Over the past decade, data breaches have almost become a fact of life. Despite a seemingly increased focus on the importance of cybersecurity, it is clear that the way personal data is currently being protected, particularly in the financial industry, is not effective. How can active identity management help?

Part of the challenge lies in the rapid rise of e-commerce and in consumers growing increasingly comfortable with sharing their personal data with multiple websites and companies every day. Of course, the more widely the data is shared, the greater the risk that it can be accessed by parties with malicious intent.

The financial industry now faces the challenge of protecting consumers’ data while still allowing them the freedom to keep engaging in online activities. Traditional approaches to protecting data are clearly not cutting it in the age of digital innovation, which means they should change. And the change needs to involve making identity protection an active part of a consumer’s financial life.

Consumers Want Control

Many consumers have come to accept that the most a service provider can do is notify them that their personal information has possibly been stolen, that they are at risk of fraud, or that fraudulent activity has already taken place. It turns out that this passive approach to identity management is no identity management at all.

Up until this point, financial institutions have avoided involving their customers in security matters, not wanting to inconvenience them. However, it turns out that customers want to be involvedrecent research by RSA found that 93% of American digital users want to choose how their personal information and accounts are protected online. They want to feel in control of their identity and digital assets and to have the option of authorizing or confirming digital activities and transactions.

Contrary to a widely held perception, making the change from passive to active authorization and identity management measures can actually help increase revenue.
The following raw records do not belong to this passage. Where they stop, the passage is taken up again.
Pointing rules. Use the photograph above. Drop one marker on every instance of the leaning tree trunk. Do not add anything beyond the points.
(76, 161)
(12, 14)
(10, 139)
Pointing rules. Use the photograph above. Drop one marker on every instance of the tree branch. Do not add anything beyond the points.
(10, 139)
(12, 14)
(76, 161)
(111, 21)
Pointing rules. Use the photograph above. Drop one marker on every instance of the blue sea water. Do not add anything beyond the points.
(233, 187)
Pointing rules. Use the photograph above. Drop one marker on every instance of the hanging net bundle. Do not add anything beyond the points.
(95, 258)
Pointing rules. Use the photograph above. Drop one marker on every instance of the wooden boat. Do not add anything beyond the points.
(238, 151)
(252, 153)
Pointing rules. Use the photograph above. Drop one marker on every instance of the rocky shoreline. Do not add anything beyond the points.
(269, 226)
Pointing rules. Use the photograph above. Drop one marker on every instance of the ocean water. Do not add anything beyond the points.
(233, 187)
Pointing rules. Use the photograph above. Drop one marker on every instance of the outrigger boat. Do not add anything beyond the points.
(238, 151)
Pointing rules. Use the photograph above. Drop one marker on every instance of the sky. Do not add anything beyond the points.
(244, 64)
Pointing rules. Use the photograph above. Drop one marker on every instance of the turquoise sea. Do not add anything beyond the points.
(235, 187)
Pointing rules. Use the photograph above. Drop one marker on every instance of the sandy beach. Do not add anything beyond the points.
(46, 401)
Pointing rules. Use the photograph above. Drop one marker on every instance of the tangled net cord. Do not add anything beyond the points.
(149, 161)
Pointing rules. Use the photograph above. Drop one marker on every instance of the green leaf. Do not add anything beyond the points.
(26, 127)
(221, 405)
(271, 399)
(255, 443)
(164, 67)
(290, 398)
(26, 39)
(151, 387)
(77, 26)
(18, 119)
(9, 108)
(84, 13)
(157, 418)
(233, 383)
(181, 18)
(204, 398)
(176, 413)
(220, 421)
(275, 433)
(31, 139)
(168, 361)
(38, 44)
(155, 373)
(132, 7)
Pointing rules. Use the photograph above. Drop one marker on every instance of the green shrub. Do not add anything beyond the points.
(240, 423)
It turns out that, when customers feel empowered by simple, active authentication measures, they feel safer, complete more transactions, and increase their usage of other digital services.

Mobile Offers Control without Sacrificing Usability

In addition to consumers’ willingness to be more actively involved in their own digital security, regulatory agencies are increasingly implementing more proactive measures to ensure that consumers are protected when transacting digitally. In the United States, no specific regulations require measures such as multi-factor or out-of-band authentication, but the latest update to the FFIEC’s IT Examination Handbook, “Appendix E: Mobile Financial Services,” recommends that financial institutions avoid single-factor authentication and instead opt for practices that rely on involving consumers directly in the authentication process. And for institutions doing business in the European Union, the upcoming 2018 PSD2 regulations require Strong Customer Authentication (SCA), which, among other practices, also entails multi-factor authentication.

Having consumers actively participate in protecting their personal data online and authorizing financial transactions does not have to mean inconveniencing them. Mobile technology provides a unique opportunity to balance enhanced digital security with user-friendliness: Putting the mobile at the heart of identity management and authentication is a guaranteed method to make consumers’ lives easier and to simplify their interactions with financial institutions.

Given their ubiquity, mobile devices can become powerful defence mechanisms in the fight against fraud, providing consumers with the means of rejecting fraudulent transactions before they are processed. Leveraging real-time, push-based technology means that authentication notifications can be received, reviewed and confirmed within a matter of seconds, and that the burden on consumers becomes insignificant.

They key to actively involving consumers in their own digital safety lies in an approach that is simple and absolute: empower them by giving them control in the palm of their hand.